Basta uma caminhada pela região para entender a situação. Em praticamente todas as quadras, além das placas de aluga-se, há pelo menos um terreno baldio. Em esquinas nobres, no meio de quarteirões da 14 de julho, eles dividem espaço com as portas fechadas e ressaltam a sensação de abandono.
Tanto os pesquisadores quanto entidades como o Secovi são unânimes em dizer que, para sanar o problema, é preciso 'crescer pra dentro'. “O centro é um dos locais mais urbanizados e com melhor infraestrutura de luz, água e esgoto, mas ninguém aproveita isso”, expõe Marcos.
Esse crescimento interno é ainda mais relevante se considerarmos que a população de Campo Grande está espalhada em um perímetro urbano considerável. Ou seja, quem trabalha no centro vive longe dele – e passa por muitos terrenos vazios para chegar em casa – e consequentemente, de sua infraestrutura única.
Os comerciantes concordam. “A maioria dos moradores aqui do entorno já faleceu, era idoso, e as famílias não querem morar aqui. Essa região é esquecida”, comenta Ibrahim Mansur, 26 anos, dono de uma loja de móveis no começo da Antônio Maria Coelho.
“Ainda bem que nossos clientes vêm de fora, porque se dependesse do movimento da rua, teríamos fechado”, diz Gislene Leite, 35 anos, que toca com o marido um comércio de eletrônicos e equipamentos na Calógeras.

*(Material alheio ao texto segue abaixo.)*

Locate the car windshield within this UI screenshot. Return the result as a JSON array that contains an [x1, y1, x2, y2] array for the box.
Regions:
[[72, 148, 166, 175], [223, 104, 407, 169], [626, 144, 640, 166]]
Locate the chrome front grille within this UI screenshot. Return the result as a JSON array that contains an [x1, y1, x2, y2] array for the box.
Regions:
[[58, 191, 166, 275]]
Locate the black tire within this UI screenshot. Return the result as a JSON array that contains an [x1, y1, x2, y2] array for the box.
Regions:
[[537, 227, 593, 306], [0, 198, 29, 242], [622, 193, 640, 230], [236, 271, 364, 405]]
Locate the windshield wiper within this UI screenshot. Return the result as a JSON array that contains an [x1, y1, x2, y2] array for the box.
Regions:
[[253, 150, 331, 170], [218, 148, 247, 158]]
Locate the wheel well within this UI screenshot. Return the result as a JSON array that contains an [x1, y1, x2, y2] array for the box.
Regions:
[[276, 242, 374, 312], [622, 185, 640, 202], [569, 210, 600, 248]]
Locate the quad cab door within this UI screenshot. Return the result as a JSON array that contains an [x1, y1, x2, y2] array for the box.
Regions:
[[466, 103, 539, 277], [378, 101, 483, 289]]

A comerciante "herdou" o aluguel do sogro, que tinha a loja ali já há 30 anos. "E desde que ele chegou os imóveis do lado já estavam vazios", diz, apontando para as portas fechadas há décadas.
Portas fechadas, poucos habitantes. A densidade demográfica do centro hoje é de cerca de 40 hab/ha (habitantes por hectare). Para se ter ideia, na cidade de Curitiba, considerada exemplo de planejamento urbano, o índice salta para 100 hab/ha.
Para completar, dos 129 hectares livres citados no começo da reportagem, pelo menos 7 são áreas públicas que poderiam virar equipamentos sociais, de lazer ou cultura. Isso em uma região onde apenas 4% do território já é dedicado a estruturas como parques, praças e canteiros.
“Há muitos imóveis e áreas subutilizadas e usos possíveis para elas, mas é preciso uma estratégia forte e um projeto viável e técnico, não decisões tomadas por um burocrata qualquer”, completa Marcos, que prevê também que a discussão só vai andar mesmo a partir do ano que vem, na troca de gestão municipal.
No Reviva Centro, projeto que ganhou o empréstimo milionário, está prevista a construção de um calçadão para passeio. Em setembro do ano passado, a Prefeitura também anunciou que estudava a construção de complexos comerciais e residenciais para ocupar os vazios. Resta saber agora o que sairá do papel.